Rough Equality of Network Chances, Not Equality of Individual Chances

Will Wilkinson of the Cato Institute has an interesting consideration of the liberal principle (cited to Rawls here, but found more generally in liberal thought) that a just society would have equally talented individuals having an equal chance at each position in the social structure. Wilkinson is for general equal opportunity laws and norms. He argues, though, that there is no way that equally talented individuals are likely to be in the same social networks, and networks strongly shape what opportunities come our way. Instead, he argues for a lightly regulated world with many different kinds of opportunities for talent to find a good place for itself:

Elite networks can achieve only limited succe[ss] in opportunity hoarding if new networks, new opportunities, and new hierarchies of prestige and status keep springing up.
Individual chances can't ever really be equal, but individuals can be in networks that are roughly equal. This seems to me a good sociological insight.

3 comments:

Corky said...

So does this imply it is not who you are or what you have done, rather who you know and how you are connected?
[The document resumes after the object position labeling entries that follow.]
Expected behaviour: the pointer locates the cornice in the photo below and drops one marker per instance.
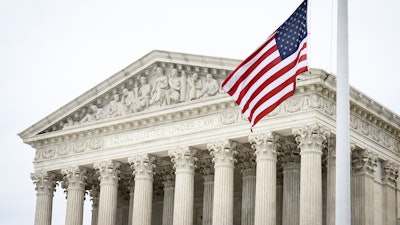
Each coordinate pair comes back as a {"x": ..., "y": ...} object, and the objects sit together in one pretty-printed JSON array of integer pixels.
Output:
[
  {"x": 316, "y": 91},
  {"x": 139, "y": 67}
]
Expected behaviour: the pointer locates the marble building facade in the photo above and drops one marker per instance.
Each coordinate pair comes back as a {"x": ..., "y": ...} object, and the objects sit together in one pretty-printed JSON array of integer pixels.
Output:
[{"x": 159, "y": 143}]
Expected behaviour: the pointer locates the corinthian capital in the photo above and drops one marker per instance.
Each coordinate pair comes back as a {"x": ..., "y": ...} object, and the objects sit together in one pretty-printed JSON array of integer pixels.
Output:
[
  {"x": 223, "y": 151},
  {"x": 265, "y": 144},
  {"x": 142, "y": 164},
  {"x": 363, "y": 162},
  {"x": 390, "y": 173},
  {"x": 74, "y": 177},
  {"x": 45, "y": 182},
  {"x": 183, "y": 158},
  {"x": 108, "y": 171},
  {"x": 311, "y": 137}
]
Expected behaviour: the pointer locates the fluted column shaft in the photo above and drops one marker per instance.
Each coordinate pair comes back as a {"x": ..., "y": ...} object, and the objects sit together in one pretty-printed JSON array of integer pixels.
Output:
[
  {"x": 331, "y": 181},
  {"x": 142, "y": 203},
  {"x": 291, "y": 193},
  {"x": 183, "y": 159},
  {"x": 75, "y": 182},
  {"x": 248, "y": 196},
  {"x": 108, "y": 175},
  {"x": 168, "y": 208},
  {"x": 45, "y": 187},
  {"x": 208, "y": 198},
  {"x": 223, "y": 153},
  {"x": 310, "y": 140},
  {"x": 362, "y": 187},
  {"x": 95, "y": 197},
  {"x": 390, "y": 173},
  {"x": 265, "y": 145},
  {"x": 131, "y": 197}
]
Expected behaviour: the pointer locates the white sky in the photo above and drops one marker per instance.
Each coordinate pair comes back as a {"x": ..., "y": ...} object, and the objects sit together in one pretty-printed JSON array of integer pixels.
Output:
[{"x": 53, "y": 51}]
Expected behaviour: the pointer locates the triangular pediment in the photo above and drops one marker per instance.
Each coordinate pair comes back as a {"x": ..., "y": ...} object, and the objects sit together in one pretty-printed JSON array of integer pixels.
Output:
[{"x": 157, "y": 81}]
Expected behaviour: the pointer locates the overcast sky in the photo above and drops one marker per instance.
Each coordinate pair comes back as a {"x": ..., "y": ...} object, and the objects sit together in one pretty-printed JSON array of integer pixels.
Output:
[{"x": 53, "y": 51}]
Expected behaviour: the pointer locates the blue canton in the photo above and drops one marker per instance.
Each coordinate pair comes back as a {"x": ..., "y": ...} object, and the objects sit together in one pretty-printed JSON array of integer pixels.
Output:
[{"x": 292, "y": 32}]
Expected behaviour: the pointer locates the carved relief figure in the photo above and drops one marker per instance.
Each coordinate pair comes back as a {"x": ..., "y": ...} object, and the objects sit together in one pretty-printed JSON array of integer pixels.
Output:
[
  {"x": 160, "y": 89},
  {"x": 165, "y": 90},
  {"x": 90, "y": 115},
  {"x": 211, "y": 86},
  {"x": 128, "y": 100},
  {"x": 183, "y": 86},
  {"x": 114, "y": 107},
  {"x": 195, "y": 86},
  {"x": 144, "y": 93},
  {"x": 175, "y": 84}
]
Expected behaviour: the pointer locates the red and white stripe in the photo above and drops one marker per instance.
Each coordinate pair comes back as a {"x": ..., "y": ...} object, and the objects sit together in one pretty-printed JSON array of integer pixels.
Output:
[{"x": 263, "y": 80}]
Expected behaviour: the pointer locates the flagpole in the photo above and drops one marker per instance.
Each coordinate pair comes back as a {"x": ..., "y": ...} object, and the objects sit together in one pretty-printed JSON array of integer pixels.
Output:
[{"x": 343, "y": 154}]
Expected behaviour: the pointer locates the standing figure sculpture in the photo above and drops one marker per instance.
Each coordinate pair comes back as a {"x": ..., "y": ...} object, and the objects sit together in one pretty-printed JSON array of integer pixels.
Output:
[
  {"x": 144, "y": 93},
  {"x": 211, "y": 86},
  {"x": 175, "y": 85},
  {"x": 160, "y": 89},
  {"x": 195, "y": 86}
]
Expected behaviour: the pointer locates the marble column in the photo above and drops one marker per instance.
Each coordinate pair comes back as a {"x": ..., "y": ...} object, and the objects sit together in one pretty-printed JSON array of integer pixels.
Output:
[
  {"x": 131, "y": 197},
  {"x": 389, "y": 181},
  {"x": 331, "y": 182},
  {"x": 291, "y": 185},
  {"x": 45, "y": 186},
  {"x": 108, "y": 172},
  {"x": 362, "y": 187},
  {"x": 142, "y": 165},
  {"x": 223, "y": 153},
  {"x": 122, "y": 207},
  {"x": 247, "y": 165},
  {"x": 74, "y": 181},
  {"x": 184, "y": 162},
  {"x": 266, "y": 146},
  {"x": 169, "y": 192},
  {"x": 95, "y": 197},
  {"x": 206, "y": 169},
  {"x": 311, "y": 139},
  {"x": 279, "y": 193}
]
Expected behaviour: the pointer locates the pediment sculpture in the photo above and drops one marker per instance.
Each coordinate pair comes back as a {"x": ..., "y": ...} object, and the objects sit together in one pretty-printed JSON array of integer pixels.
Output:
[{"x": 160, "y": 86}]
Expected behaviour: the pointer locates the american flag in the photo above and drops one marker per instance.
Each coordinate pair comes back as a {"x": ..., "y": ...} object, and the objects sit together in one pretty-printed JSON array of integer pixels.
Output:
[{"x": 268, "y": 76}]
I think at times the above is true, but not sure that is always ideal. Yet, I guess what the quote implies is the "good ole' boy networks will be done away with" as new networks surface.

Kind of like Fox News and CNN versus ABC, NBC, and CBS.

ceemac said...

Question:

What's the difference between an "elite network" and an "establishment?"

I am pondering this post in light of your call for a new Presby. Establishment.

Gruntled said...

In a full sociological sense, an elite is made of individuals; an establishment is made of families. The Presbyterian Establishment that I wrote about elsewhere is therefore only a partial establishment in that (Baltzellian) sense.

Networks do make a big difference in connecting people with opportunities, but it still does matter "what you know" in actually doing the job.